Die beiden Hauptkontrahenten im System-Management-Markt ähneln sich trotz unterschiedlicher Techniken mehr, als ihnen lieb sein dürfte. So buhlen beide derzeit heftig um die Gunst der NT-Anwender, insbesondere der künftigen Windows-NT-5.0-Nutzer. Einen vielbeachteten Werbeauftritt konnte CA landen, als Bill Gates auf der CA-World Ende April die Integration des "Real Word Interface" von Unicenter TNG in Windows NT 5.0 verkündete.
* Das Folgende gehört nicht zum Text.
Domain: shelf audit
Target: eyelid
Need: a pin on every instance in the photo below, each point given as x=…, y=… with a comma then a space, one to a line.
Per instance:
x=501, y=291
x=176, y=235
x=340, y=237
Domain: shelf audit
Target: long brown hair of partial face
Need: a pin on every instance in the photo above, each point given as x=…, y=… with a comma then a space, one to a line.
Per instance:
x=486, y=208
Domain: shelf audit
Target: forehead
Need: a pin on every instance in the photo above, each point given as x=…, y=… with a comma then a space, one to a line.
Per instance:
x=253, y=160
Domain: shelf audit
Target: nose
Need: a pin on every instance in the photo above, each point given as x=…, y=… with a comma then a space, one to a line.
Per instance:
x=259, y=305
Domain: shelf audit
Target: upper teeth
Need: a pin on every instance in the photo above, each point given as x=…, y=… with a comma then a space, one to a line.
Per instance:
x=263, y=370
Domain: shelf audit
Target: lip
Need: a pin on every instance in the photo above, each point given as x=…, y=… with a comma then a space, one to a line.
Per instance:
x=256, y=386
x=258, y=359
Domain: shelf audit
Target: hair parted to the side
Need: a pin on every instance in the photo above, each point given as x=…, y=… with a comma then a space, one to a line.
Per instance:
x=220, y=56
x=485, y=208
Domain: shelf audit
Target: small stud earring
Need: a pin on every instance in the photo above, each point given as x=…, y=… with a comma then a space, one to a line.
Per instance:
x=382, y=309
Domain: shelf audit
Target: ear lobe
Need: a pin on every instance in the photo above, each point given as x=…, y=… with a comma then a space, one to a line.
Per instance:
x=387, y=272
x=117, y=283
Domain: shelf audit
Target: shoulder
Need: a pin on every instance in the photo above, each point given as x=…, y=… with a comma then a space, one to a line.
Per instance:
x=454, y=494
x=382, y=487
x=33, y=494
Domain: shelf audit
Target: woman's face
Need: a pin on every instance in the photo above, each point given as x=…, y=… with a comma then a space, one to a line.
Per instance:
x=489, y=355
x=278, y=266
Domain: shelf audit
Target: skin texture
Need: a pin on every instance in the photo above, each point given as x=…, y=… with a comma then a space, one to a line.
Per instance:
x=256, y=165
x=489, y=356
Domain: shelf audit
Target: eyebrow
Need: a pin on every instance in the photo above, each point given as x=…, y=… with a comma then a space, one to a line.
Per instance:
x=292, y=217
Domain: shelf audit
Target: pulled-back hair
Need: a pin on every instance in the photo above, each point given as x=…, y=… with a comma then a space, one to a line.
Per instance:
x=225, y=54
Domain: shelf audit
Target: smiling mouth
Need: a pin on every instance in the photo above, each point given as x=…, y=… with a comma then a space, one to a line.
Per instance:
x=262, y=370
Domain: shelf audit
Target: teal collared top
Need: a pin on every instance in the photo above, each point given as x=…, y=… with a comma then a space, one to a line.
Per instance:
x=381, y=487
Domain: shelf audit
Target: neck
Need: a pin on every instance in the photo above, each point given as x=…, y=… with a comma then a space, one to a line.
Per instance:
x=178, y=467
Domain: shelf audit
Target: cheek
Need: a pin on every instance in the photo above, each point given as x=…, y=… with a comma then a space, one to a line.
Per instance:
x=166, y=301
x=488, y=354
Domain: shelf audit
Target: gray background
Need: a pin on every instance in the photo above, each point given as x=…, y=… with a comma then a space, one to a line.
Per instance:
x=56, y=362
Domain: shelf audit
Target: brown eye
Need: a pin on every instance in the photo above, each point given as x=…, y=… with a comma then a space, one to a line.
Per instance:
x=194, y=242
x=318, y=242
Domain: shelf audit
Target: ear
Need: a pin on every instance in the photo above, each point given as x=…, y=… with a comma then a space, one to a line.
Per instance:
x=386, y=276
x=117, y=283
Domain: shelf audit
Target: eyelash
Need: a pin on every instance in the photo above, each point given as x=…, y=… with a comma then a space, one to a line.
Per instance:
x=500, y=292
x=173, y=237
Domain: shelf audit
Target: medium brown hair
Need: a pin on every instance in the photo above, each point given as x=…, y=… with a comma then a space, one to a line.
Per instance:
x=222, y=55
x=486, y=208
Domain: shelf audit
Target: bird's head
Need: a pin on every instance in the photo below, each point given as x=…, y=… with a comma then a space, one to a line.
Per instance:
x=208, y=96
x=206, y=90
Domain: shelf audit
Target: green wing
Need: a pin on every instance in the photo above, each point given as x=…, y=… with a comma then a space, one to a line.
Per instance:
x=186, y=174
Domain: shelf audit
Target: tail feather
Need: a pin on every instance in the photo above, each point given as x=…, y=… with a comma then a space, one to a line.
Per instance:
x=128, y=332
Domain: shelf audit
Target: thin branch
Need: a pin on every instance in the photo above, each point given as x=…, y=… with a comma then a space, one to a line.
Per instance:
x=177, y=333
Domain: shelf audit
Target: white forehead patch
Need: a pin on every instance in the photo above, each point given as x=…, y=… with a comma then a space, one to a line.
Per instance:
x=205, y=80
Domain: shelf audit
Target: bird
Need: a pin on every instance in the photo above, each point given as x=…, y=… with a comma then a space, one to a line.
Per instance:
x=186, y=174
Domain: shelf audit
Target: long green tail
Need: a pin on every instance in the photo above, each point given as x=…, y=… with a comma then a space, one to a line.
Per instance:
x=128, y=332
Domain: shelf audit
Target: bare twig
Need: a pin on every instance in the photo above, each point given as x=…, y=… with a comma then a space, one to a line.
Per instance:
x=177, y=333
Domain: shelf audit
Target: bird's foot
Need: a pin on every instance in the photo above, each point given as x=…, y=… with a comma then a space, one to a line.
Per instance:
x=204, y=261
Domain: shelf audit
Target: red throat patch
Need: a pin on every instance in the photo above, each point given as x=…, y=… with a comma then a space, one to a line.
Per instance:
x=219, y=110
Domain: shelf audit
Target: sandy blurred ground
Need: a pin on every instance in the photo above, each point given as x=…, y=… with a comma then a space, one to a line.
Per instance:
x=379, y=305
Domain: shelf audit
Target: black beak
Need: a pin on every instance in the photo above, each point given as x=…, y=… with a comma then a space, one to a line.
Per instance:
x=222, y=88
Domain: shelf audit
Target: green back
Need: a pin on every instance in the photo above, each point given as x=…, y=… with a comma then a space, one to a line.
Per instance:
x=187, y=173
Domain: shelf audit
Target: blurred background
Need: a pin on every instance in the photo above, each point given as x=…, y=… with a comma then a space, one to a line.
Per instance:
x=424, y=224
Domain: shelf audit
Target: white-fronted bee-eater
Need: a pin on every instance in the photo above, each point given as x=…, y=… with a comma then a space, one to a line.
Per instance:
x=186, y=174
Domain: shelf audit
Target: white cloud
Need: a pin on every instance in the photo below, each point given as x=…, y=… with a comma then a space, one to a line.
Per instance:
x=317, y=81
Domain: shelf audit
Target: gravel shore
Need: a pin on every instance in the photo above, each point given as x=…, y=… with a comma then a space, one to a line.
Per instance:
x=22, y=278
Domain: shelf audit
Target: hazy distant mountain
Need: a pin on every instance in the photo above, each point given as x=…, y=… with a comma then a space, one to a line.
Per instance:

Dieses Abkommen zwischen CA und Microsoft hat zwar hohe Wellen geschlagen (siehe CW 19/98, Seite1), ist für den Anwender allerdings lediglich als Schnupperangebot zu verstehen. Mit der hübsch anzuschauenden grafischen Oberfläche kann er zunächst einmal nichts anfangen, denn sie ist lediglich die Konsolen-Komponente des Unicenter-Pakets. Sie hängt üblicherweise an einem Management-Server, von dem sie die Daten über die zu verwaltende und darzustellende Infrastruktur bezieht. Überdies sollte der mit Real-World-Interface bestückte NT-Server über eine leistungsfähige 3D-Grafikkarte mit - so die Erfahrung einiger Anwender - mindestens 32 MB Bildspeicher verfügen. Nur in dieser Kombination kann der Anwender durch die virtuelle dreidimensionale Netzumgebung surfen.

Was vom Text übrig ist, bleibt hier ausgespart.